Project : axis
Section: New Results
Keywords : web usage mining, preprocessing, document mining, semantics, adaptative services, XML, HTTP logs, sequential pattern, clustering, data analysis, 2-3 hierarchies, AHC, neural network, personalization, recommender system, user behavior, user profile, metrology.
Web Mining and Web applications
Site Semantic Checking
Keywords : semantics, Web sites, adaptative services, Web Semantics, formal approaches, typing, natural semantics, CLF.
Participant : Thierry Despeyroux.
The main goal of the Semantic Web is to ease a computer-based data mining and discovery, formalizing data that is mostly textual. Our approach is different as we are concerned in the way Web sites are constructed, taking into account their development and their semantics. In this respect we are closer to what is called content management.

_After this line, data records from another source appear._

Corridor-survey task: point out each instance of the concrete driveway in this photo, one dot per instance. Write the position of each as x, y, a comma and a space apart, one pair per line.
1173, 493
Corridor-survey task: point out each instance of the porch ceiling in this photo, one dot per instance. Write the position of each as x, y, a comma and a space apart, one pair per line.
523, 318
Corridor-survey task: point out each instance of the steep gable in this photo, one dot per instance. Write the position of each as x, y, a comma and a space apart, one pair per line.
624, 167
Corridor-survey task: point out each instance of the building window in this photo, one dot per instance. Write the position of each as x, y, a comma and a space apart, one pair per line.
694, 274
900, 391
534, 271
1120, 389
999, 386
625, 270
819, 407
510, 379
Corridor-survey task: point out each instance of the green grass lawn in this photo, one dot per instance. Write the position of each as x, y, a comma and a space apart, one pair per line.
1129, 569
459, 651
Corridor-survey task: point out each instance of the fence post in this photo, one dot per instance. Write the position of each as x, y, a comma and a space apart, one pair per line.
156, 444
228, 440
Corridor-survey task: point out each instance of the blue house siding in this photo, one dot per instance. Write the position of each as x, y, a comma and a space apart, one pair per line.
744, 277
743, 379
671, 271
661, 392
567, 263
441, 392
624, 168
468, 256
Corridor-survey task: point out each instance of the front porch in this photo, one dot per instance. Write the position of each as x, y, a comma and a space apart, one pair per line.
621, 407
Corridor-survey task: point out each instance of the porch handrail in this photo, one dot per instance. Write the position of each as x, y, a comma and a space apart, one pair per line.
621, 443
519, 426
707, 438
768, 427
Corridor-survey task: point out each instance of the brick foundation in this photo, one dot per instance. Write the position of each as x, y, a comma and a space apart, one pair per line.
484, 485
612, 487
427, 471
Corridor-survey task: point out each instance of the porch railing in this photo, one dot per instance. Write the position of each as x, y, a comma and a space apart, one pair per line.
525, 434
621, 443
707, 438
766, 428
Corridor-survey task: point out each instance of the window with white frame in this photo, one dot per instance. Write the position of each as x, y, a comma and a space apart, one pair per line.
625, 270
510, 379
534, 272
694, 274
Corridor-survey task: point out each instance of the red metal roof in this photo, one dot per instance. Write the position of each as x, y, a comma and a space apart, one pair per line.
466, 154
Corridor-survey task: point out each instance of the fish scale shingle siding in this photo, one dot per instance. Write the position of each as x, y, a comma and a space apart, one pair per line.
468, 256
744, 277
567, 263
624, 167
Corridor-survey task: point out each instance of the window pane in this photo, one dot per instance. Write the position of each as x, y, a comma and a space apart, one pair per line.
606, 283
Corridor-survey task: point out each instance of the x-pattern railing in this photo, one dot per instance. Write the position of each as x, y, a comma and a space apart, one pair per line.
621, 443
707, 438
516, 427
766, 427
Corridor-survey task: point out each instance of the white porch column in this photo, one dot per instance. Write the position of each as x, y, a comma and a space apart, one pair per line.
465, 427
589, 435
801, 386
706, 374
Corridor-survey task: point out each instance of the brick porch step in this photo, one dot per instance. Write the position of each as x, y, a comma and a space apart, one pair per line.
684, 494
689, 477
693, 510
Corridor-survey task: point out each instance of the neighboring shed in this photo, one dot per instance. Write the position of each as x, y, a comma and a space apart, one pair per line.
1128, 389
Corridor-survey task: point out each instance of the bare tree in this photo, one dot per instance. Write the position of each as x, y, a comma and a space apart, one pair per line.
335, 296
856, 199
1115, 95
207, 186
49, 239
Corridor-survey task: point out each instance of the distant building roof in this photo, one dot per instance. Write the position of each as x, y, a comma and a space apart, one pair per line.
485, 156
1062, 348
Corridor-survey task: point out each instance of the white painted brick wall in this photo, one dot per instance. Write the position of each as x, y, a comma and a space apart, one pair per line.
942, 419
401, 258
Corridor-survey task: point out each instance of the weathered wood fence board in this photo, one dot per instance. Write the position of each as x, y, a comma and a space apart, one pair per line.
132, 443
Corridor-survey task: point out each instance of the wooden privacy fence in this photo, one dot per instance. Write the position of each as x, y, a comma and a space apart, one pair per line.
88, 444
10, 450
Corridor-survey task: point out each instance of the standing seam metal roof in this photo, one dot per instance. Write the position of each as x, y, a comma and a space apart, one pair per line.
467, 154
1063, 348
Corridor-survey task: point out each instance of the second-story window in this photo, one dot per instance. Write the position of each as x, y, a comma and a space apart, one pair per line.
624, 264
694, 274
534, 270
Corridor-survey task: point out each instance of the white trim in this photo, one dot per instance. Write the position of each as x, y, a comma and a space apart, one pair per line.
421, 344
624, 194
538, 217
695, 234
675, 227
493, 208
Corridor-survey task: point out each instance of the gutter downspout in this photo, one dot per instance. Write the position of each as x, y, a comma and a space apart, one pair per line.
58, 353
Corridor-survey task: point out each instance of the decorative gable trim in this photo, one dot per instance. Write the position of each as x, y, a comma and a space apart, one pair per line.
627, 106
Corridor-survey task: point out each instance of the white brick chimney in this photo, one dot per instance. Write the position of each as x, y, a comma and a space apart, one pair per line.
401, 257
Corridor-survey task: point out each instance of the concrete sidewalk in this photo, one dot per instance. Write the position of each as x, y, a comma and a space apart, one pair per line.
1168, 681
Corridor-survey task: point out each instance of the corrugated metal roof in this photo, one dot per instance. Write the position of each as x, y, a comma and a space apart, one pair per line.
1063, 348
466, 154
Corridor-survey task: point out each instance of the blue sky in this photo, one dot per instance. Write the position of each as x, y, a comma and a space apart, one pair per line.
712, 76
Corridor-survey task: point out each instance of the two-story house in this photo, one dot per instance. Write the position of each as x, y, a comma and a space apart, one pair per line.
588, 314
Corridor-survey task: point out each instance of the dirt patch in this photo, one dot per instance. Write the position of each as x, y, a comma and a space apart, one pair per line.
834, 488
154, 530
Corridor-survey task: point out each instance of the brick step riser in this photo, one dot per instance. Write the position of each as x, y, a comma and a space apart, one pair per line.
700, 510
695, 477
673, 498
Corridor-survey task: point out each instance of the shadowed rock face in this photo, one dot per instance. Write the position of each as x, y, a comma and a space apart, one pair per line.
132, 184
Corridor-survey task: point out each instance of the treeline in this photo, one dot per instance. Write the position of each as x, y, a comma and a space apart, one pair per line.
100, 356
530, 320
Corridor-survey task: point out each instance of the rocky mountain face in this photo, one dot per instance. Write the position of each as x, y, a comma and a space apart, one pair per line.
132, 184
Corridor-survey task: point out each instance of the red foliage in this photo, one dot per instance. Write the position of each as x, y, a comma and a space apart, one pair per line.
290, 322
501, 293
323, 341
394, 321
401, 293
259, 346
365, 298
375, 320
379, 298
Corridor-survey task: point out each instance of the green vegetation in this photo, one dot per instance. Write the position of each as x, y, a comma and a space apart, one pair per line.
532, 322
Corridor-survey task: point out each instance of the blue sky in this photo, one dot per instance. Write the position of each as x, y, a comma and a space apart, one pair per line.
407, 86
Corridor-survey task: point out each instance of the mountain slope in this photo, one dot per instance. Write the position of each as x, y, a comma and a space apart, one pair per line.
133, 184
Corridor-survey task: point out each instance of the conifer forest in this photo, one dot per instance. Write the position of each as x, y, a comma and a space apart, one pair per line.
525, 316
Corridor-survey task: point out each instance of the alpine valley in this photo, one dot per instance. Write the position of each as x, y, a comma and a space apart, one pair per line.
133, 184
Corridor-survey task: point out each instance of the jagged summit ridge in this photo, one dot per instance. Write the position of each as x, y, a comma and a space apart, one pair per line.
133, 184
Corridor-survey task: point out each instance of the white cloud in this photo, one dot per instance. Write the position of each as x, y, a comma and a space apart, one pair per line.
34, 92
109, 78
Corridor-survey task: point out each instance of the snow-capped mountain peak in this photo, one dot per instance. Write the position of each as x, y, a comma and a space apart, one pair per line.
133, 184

Our formal approach is based on the analogy between Web sites and programs when there are represented as terms, although differences between Web sites and programs can be pointed out :
Web sites may be spread along a great number of files. This is also the case for programs, but these files are usually all located on the same file system. With Web sites we will have to take into account that we may need to access different servers. Currently, a program such as the ``make'' program cannot handle URLs, only directories.
Information is scattered, with many forward references. A forward reference describes an object (or a piece of information) that is used before it has been defined or declared. In programs, forward references exist but are most often limited to single files so the compiler can compile one file at a time. This is not the case for Web sites, and as it is not possible to load a complete site at the same time, we need to use other techniques.
We may need to use external resources to define the static semantics (for example one may need to use a thesaurus, ontologies or an image analysis program). In one of our example, we call the wget program to check the validity of URLs in an activity report.
We are developing a specification language to express global constraints in Web sites. The compiler is written in Prolog and produces Prolog code to take advantage of a fast XML parser developed previously and the ease of term manipulation of prolog.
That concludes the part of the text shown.